Hacking API discovery with a custom Burp extension

Hacking API Discovery

So a few months back, I introduced you to the idea of weaponizing API discovery metadata to detect and catalog APIs. I concluded the article by saying that as the specification for API discovery metadata isn’t widely adopted yet, the API Discovery Burp extension I wrote won’t find a lot for you… yet.

Well, that wasn’t good enough for me. 

Why run an extension tied into the Burp Web Vulnerability Scanner that won’t find API documentation now, as you need it? So, I decided to improve the code to find API documentation artifacts using a more direct, bruteforced approach.

It’s all BishopFox’s fault. 

Let me explain.

Swagger Jacker and API documentation brute forcing

Earlier this year BishopFox released Swagger Jacker. It’s a tool for auditing endpoints defined in exposed (Swagger/OpenAPI) definition files.

A somewhat hidden (but very valuable) feature in Swagger Jacker is its ability to send a series of requests to find an API definition file on the target. Think of it as a directory or file enumeration with its own custom wordlist, looking for common artifacts found in Swagger and OpenAPI documentation. 

BishopFox’s approach uses a dynamically generated wordlist, which honestly, is better than the standard Swagger.txt found in SecLists. While the SecLists wordlist has about 50 possible locations to look in, Swagger Jacker looks at several hundred permutations.

But I think I can do better (or worse)… depending on how you look at it.

Why API document wordlists typically suck

So here’s the thing. Tools that scaffold and generate API code and documentation usually suck. Mainly because these vendors each decide on their own way to render out the files. So while one tool may put the docs in /apidocs, another may drop them in the root of the server. 

Some tools store them in the old Swagger format in a swagger.json or swagger.yaml file. Others have updated to the more standard OpenAPI OAS 3.x compatible format in openapi.json or openapi.yaml. 

And through all that, different tools use different versioning and pathing so they can be almost anywhere. 

There is just no one way to do it. 

This is why things like the API discovery metadata specifications were built.

What makes it worse is that there is no guarantee the API itself will be at the root of the server. In fact, many times the API routes could exist nested in the web app or even in a separate virtual host (VHOST), which I’ve discussed before. Which is why attack surface mapping is a thing.

So it’s important that you recursively check for API docs as you discover new paths and subdirectories. Unfortunately, most people miss that… and miss finding the API docs.

Swagger Jacker tries to address this by expanding the paths it attempts to discover. But it requires you to manually point it to the (sub)dir you want to brute.

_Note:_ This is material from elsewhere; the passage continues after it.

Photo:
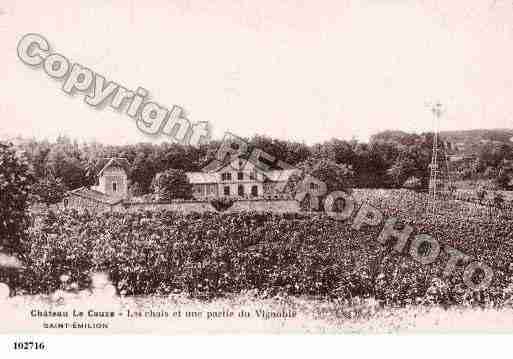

I believe I can do better than that by letting Burp Suite do all the heavy lifting. As it crawls a target to populate the Site Map I can intercept every new subdirectory it discovers with a custom extension and force a scan for API documents in real time.

The trick is to make it performant and resilient to the abuse the extension is going to force on Burp Suite.

Let me show you how I did it.

API Doc Path Enumeration

You can follow along with the Kotlin code I am about to show you in my GitHub repo for my API Discovery extension for Burp Suite. And feel free to contribute pull requests if you can see ways to improve the code as I go through it.

We first need a set of variables that can hold the prefix directories, doc endpoints, and UI endpoints, respectively.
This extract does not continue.